僕は彼女の後ろを歩きながら所々にある壁や側溝、道路、歩道の縁石を見ていた。
そういえばここら辺は妙に欠けている物が多いような気がするな。
壁の一部が崩れていたり、アスファルトの地面がボロボロだったり、縁石の上の部分が欠けてしまっているものなどが多いのだ。
「国土交通省の怠慢か……いや、でも年末くらいに予算編成の関係で道路工事とかするから大丈夫か」
などと訳知り顔で大人の事情を言ってみたりして歩いていると、僕は空也さんの歩幅がさきほどより小さくなっていることに気付いた。

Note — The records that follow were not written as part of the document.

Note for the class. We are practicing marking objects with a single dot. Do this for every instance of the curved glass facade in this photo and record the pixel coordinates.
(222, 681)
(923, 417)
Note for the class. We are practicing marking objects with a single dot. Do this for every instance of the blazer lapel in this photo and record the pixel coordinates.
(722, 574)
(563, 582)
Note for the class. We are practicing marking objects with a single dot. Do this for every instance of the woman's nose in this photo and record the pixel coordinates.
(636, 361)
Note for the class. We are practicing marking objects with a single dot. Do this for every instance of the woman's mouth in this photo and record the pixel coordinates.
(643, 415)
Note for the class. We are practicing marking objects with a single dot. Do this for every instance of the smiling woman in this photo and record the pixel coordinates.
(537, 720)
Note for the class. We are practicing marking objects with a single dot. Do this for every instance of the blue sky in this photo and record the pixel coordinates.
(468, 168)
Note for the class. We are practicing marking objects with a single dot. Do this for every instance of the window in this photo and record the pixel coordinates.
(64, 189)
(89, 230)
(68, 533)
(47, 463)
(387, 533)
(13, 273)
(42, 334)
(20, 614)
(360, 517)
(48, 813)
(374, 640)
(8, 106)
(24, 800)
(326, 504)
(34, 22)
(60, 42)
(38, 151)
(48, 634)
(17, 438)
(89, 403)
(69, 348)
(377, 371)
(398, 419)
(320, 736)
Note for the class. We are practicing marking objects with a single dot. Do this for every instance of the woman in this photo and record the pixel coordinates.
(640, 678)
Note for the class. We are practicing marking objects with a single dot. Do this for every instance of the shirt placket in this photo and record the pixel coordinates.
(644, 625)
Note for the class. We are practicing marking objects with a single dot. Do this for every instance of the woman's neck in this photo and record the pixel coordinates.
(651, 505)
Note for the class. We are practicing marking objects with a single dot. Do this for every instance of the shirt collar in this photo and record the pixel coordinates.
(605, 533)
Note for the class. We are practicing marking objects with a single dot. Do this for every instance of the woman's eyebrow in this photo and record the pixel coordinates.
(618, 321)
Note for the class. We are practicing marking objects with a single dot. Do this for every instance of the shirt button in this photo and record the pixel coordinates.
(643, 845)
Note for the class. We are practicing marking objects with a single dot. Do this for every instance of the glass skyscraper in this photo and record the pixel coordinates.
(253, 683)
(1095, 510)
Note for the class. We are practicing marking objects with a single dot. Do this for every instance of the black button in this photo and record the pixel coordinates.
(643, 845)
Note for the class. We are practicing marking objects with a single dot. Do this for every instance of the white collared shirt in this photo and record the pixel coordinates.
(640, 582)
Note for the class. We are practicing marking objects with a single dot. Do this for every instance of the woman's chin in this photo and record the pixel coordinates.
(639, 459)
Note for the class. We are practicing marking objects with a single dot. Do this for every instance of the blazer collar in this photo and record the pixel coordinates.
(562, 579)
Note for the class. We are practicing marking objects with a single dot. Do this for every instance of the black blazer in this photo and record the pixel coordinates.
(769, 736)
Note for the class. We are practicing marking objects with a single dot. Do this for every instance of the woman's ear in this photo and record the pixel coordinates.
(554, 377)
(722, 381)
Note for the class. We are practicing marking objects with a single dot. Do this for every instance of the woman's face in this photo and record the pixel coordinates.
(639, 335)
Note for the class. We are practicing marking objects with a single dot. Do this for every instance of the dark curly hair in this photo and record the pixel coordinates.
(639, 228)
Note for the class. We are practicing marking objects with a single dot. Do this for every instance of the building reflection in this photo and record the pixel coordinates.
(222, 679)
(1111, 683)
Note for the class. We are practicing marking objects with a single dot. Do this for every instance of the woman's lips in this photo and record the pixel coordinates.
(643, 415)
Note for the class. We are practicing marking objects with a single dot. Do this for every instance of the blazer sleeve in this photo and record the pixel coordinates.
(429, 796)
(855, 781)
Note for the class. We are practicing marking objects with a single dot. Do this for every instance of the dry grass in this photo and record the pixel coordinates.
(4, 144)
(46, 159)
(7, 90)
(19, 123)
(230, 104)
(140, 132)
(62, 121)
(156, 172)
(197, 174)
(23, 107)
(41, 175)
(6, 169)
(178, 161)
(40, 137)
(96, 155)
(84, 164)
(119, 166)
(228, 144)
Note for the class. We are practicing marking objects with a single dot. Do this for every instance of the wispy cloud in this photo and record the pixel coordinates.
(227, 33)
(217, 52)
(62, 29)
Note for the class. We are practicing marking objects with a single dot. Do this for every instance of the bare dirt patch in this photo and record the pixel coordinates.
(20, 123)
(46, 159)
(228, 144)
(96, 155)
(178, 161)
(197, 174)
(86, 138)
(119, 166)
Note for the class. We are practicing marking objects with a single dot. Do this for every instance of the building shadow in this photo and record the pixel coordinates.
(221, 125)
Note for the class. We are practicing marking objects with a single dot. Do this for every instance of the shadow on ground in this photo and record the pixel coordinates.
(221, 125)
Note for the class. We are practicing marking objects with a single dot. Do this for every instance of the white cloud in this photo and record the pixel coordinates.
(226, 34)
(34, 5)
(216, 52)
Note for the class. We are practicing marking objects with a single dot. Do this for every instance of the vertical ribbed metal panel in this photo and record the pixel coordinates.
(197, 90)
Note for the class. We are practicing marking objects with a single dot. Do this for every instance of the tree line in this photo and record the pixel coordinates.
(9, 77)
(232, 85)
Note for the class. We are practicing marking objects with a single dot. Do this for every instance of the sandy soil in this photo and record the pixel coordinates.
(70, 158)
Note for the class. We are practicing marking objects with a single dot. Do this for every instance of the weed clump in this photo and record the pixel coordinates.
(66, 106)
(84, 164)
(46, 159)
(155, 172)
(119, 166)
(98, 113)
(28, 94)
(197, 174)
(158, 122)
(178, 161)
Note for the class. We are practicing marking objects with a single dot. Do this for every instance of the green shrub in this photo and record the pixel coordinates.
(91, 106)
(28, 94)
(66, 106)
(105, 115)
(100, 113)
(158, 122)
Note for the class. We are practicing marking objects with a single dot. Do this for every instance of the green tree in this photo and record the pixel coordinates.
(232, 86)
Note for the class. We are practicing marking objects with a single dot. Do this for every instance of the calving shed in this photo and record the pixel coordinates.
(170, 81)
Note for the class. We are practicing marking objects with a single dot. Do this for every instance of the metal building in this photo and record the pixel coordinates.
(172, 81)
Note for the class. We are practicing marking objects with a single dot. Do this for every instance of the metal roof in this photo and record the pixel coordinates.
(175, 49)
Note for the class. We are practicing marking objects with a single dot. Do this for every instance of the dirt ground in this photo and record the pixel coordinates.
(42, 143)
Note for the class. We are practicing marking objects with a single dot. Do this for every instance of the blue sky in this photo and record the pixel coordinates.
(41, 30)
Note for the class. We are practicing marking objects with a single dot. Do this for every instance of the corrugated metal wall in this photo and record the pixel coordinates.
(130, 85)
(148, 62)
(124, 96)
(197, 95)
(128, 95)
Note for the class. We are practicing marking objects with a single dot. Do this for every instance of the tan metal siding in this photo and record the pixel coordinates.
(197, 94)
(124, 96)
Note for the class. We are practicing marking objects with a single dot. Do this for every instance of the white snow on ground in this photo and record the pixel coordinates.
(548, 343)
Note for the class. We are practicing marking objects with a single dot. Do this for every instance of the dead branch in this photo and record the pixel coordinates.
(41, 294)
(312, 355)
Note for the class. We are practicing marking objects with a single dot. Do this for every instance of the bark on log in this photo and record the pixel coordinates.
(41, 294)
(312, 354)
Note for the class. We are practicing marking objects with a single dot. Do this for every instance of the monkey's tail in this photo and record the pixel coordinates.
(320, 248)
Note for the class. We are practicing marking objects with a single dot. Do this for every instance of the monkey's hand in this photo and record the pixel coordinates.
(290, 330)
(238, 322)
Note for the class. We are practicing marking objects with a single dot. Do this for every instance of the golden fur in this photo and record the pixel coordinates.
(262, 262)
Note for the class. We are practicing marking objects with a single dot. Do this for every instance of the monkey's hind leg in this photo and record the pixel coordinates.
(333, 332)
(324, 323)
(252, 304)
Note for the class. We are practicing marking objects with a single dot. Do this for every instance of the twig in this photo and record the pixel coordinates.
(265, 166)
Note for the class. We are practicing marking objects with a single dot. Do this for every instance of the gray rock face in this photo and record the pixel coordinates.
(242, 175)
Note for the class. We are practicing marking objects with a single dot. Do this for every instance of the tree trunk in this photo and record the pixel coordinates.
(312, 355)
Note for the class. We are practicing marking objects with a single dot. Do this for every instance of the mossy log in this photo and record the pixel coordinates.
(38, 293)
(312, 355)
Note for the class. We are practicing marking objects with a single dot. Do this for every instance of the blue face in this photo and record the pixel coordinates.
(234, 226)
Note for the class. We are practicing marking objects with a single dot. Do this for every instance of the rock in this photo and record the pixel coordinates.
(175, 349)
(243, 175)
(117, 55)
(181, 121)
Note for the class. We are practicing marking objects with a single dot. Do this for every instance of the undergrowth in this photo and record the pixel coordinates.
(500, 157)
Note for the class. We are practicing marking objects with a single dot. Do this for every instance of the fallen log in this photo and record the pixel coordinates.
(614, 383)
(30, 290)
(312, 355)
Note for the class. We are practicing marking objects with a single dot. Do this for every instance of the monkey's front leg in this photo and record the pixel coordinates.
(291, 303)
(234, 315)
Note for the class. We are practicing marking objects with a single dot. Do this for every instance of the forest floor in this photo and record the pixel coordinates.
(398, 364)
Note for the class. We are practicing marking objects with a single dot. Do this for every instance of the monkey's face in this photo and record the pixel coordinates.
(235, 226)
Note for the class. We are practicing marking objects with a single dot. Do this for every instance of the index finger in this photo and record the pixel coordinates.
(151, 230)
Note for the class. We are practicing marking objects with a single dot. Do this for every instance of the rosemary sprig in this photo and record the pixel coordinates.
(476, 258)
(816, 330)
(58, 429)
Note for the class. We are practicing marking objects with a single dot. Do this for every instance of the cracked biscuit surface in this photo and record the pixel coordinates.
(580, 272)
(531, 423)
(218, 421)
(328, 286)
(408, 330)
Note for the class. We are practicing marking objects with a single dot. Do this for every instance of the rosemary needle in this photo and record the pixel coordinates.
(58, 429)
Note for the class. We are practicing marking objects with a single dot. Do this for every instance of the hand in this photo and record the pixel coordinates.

僕がボケっと歩いて歩く速度が遅くなったのに気がついて、歩調を合わせてくれていたらしい…。
振り向くわけでもなく足音だけで判断したのだろう。
「あ、ごめん…」
こういう時は『ありがとう』って言うべきか、と言った後で思う。
彼女はそのまま止まらずに歩いていく。
どこかでパトカーがサイレン鳴らしているのが聞こえてきた。
あんまり夜道をうろうろしているのもよくないな…。
心持ち少し早歩きで僕は彼女の後を歩いた。
「今日は、ありがとう。おかげで助かったよ…こういうのを命の恩人って言うんだね。まさか実際に使うとは思わなかったけどさ、ははは…」
無事家の前に着き、僕は空也さんに少し照れながら言った。
彼女は相変わらず、無言で受け、僕に持っていてくれた鞄を渡す。
受け取る時に腕や腹に痛みを感じたが我慢してひきつった顔になる。
「それじゃあ、おやすみ」
玄関を閉める最後まで彼女はその任務を全うしようとしたのか、じっと立っていた。
とりあえず家に帰れてやれやれといったところか…。
こうして僕の長い1日は終わった…。